Für den Betriebsratsvorsitzenden in Azambuja, Paulo Vicente, wäre die Schließung eine „Katastrophe“ für die Region. Auch er hofft weiter darauf, das Werk retten zu können. Vicente bezweifelt auch, dass die Stückkosten für den Bau eines Combo tatsächlich 500 Euro über denen in anderen Werken lägen. Er forderte Einsicht in die betreffende Studie: „Uns würde interessieren, wie sie zu dem Ergebnis gelangt sind”, sagte Vicente und vermutet, es gäbe eine „politische Entscheidung“. Dass GM die Produktion aus Portugal nur einige Hundert Kilometer ins nordspanische Saragossa verlagert, wird dort bezweifelt. Nach Angaben von Opel seien in Saragossa die Produktionskosten sogar noch höher als in Portugal.

GM verweigert nicht nur den Betriebsräten die Einsicht in die Studie, sondern weigert sich auch, mit den Gewerkschaften über die zukünftigen Produktionspläne zu diskutieren. Die befürchten deshalb, dass ein Teil der Produktion langfristig nach Osteuropa verlagert werden soll.

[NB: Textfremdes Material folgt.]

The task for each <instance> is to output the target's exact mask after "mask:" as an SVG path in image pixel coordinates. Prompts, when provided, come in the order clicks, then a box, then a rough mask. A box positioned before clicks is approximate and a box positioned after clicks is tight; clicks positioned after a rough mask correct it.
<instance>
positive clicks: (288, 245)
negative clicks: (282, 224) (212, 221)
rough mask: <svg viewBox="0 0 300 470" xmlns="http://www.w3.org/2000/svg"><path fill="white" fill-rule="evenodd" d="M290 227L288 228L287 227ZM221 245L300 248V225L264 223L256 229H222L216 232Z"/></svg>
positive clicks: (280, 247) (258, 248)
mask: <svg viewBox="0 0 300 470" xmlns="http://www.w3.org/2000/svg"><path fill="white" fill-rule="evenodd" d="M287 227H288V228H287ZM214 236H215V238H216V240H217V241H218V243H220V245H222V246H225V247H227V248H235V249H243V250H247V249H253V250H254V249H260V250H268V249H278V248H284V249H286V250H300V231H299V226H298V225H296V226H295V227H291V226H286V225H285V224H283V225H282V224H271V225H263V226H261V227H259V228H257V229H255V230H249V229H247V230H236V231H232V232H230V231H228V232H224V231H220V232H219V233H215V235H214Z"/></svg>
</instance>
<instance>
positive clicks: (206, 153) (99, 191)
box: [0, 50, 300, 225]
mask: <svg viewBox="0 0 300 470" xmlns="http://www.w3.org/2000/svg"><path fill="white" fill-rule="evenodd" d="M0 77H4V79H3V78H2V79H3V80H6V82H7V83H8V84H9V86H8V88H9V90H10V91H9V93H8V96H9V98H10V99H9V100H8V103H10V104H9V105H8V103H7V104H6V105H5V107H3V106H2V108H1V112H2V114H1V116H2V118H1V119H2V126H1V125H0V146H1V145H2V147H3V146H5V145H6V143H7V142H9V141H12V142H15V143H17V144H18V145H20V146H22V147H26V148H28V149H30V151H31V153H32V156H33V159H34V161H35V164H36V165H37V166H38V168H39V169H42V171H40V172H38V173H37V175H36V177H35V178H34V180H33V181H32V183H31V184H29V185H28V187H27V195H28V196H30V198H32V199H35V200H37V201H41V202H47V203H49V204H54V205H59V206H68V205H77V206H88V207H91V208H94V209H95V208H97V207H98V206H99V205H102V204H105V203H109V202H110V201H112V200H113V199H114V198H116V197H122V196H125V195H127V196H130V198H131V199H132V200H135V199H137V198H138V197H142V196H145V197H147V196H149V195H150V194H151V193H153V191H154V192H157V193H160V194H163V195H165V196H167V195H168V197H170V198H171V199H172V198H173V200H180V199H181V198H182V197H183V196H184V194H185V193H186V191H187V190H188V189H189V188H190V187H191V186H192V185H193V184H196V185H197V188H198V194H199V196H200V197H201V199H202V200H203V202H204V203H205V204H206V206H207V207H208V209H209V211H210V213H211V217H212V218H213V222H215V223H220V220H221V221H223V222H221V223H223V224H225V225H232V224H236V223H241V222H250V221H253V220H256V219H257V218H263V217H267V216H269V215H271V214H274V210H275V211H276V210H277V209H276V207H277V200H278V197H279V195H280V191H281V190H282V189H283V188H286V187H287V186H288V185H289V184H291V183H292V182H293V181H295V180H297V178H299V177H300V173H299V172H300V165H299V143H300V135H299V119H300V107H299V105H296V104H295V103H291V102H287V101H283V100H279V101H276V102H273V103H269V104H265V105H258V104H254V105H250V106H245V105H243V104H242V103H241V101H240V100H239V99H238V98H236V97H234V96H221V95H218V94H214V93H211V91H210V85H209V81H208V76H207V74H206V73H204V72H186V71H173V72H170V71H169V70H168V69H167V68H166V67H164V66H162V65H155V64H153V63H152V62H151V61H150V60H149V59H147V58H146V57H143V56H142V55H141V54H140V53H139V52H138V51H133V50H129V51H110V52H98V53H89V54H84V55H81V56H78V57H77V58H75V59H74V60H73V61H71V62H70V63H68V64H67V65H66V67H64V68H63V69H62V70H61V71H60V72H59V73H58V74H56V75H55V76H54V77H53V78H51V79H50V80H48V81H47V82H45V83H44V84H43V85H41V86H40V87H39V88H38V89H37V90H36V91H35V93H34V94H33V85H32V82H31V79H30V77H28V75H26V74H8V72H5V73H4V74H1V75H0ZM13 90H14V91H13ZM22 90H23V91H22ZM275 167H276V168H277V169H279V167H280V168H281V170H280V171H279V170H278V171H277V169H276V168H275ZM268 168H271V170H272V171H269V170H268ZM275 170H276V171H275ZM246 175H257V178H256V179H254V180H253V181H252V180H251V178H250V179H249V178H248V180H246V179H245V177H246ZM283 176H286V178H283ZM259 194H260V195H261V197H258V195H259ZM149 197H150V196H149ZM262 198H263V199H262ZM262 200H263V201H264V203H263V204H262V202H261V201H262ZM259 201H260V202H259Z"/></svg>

Let´s go east, heißt die Parole auch bei GM. Erst am Freitag wurde im russischen Sankt Petersburg der Grundstein für ein neues Werk gelegt. Man stehe auch in fortgeschrittenen Verhandlungen mit dem ukrainischen Autohersteller UkrAVTO über ein polnisches Gemeinschaftsunternehmen, bestätigte ein GM-Sprecher am Sonntag. Er behauptet aber, dass beträfe die Opel-Produktion nicht.

Doch daran zweifelt der Gesamtbetriebsrat. Besonders der Fertigung des Corsa in Eisenach und Saragossa drohe langfristig Gefahr durch die Osterweiterung des Konzerns. Das Werk von UkrAVTO bei Warschau habe eine Kapazität von 300.000 Fahrzeugen pro Jahr. Doch vom Kleinwagen Chevrolet Aveo sollen dort nur 25 000 Fahrzeuge produziert werden. Der Betriebsratschef von GM Europe, Klaus Franz, zeigte sich gegenüber der Fachzeitschrift Automotive News Europe darüber besorgt, dass diese Entwicklung auch zur Reduzierung von Kapazitäten in Westeuropa führen könne. Das Joint Venture könnte der erste Schritt sein, um Corsa- Produktionskapazitäten von West- nach Osteuropa zu verlagern.